Libby Haines loved making art as a teenager and pursued visual arts in university. But by the time she was finished her degree, she had ‘no desire to be an artist anymore.’
‘I think I felt burnt out from producing and critiquing art constantly and I had no idea what I would want to create,’ Libby says. ‘It was pre-Instagram, and being a full-time artist truly seemed like an impossibility to me.’
She went on to study and work in fashion design and production, and later started her own jewellery brand called Lemon. Despite some successes, Libby says it was ‘really hard to make a profit’ – she ended up funding her passion with various side hustles before calling it quits six years in. Luckily, as one door closed another one opened, and she felt ready to explore art again after a 12-year hiatus.
‘It was the start of pandemic, and I was home with my two toddlers (both under two at the time) and suddenly painting was all I could think about.’ Libby started sharing her dreamy, still-life oil paintings directly inspired by her day-to-day life on Instagram in the lead up to her first solo show with a positive response – so she decided to test the waters by selling smaller works via the app.
‘At first it took a few days to sell one (which I was stoked with) and then from there it was happening within hours, then minutes, to the point where many people were commenting at the exact time I released it,’ Libby explains. It’s since become a competitive frenzy with her 41,200 followers vying in the comments to buy one of her two releases a week. Sometimes, she even gets frustrated and upset DMs from people afterwards who are devastated to miss out on a painting, which Libby admits is a flattering but bizarre position to be in.
‘After years of working so hard to keep my jewellery brand alive I could never have dreamed of this kind of demand for my work,’ she adds. She ‘impulsively’ creates these richly textured paintings from her home studio in just a few hours, often painting from memory alone, while her husband Sam builds the canvas frames from their living room.

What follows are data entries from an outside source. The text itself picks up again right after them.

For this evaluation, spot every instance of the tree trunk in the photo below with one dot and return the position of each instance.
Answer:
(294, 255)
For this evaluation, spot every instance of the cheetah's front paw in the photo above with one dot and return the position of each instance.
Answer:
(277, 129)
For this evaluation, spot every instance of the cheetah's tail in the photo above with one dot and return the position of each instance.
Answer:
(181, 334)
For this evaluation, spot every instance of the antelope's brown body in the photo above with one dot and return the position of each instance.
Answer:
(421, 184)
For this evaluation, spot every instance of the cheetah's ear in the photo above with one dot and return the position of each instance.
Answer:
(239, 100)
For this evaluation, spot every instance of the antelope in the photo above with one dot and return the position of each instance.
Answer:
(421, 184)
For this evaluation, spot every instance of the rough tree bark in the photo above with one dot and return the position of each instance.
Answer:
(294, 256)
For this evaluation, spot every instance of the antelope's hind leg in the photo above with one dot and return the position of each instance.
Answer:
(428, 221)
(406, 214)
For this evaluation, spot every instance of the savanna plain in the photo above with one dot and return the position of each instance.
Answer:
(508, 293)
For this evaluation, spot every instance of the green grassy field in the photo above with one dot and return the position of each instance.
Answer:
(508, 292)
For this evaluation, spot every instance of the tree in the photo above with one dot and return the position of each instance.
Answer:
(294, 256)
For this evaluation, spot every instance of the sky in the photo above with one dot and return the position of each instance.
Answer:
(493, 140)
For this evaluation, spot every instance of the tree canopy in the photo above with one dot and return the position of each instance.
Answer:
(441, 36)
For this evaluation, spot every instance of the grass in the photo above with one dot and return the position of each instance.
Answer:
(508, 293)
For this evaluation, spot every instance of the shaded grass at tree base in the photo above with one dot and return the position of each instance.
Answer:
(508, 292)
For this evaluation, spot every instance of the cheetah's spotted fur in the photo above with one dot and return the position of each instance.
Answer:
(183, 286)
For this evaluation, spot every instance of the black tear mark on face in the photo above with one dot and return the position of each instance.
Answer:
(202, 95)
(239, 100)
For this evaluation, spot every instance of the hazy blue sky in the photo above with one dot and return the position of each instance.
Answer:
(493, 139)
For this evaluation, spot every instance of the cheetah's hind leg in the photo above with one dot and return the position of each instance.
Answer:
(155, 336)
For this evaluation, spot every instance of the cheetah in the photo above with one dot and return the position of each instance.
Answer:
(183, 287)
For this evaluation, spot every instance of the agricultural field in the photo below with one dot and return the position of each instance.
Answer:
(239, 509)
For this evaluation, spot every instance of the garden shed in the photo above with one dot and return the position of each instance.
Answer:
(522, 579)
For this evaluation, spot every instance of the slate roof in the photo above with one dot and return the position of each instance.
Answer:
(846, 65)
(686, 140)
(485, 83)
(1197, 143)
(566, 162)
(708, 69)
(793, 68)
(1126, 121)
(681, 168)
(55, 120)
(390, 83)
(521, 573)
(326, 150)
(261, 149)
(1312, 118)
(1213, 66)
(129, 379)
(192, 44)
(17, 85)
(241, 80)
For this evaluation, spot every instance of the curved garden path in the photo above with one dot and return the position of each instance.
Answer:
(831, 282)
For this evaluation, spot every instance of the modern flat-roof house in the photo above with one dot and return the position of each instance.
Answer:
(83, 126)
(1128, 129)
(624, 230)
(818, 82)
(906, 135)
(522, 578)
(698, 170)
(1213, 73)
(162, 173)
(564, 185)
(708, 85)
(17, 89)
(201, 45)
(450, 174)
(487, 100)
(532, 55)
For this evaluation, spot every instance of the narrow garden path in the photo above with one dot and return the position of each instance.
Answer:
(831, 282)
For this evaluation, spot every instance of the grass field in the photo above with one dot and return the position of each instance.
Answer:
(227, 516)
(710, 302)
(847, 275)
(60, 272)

But the Internet has fallen in love with Libby’s ability to capture familiar and ‘messy moments’ they recognise from their own lives. They’re often scenes from dinner parties (a theme Libby is now focusing on for her upcoming solo show of larger paintings!) with food, flowing wine glasses and intimate details of a lipstick stain, or tables cluttered with household objects and a stray kid’s toy.
It’s clear we have an affinity for seeing these shared scenes of joyful domestic bliss on social media (perhaps even more so after the challenges of the last few years), and Libby’s works seem to have arrived in the world at just the right time.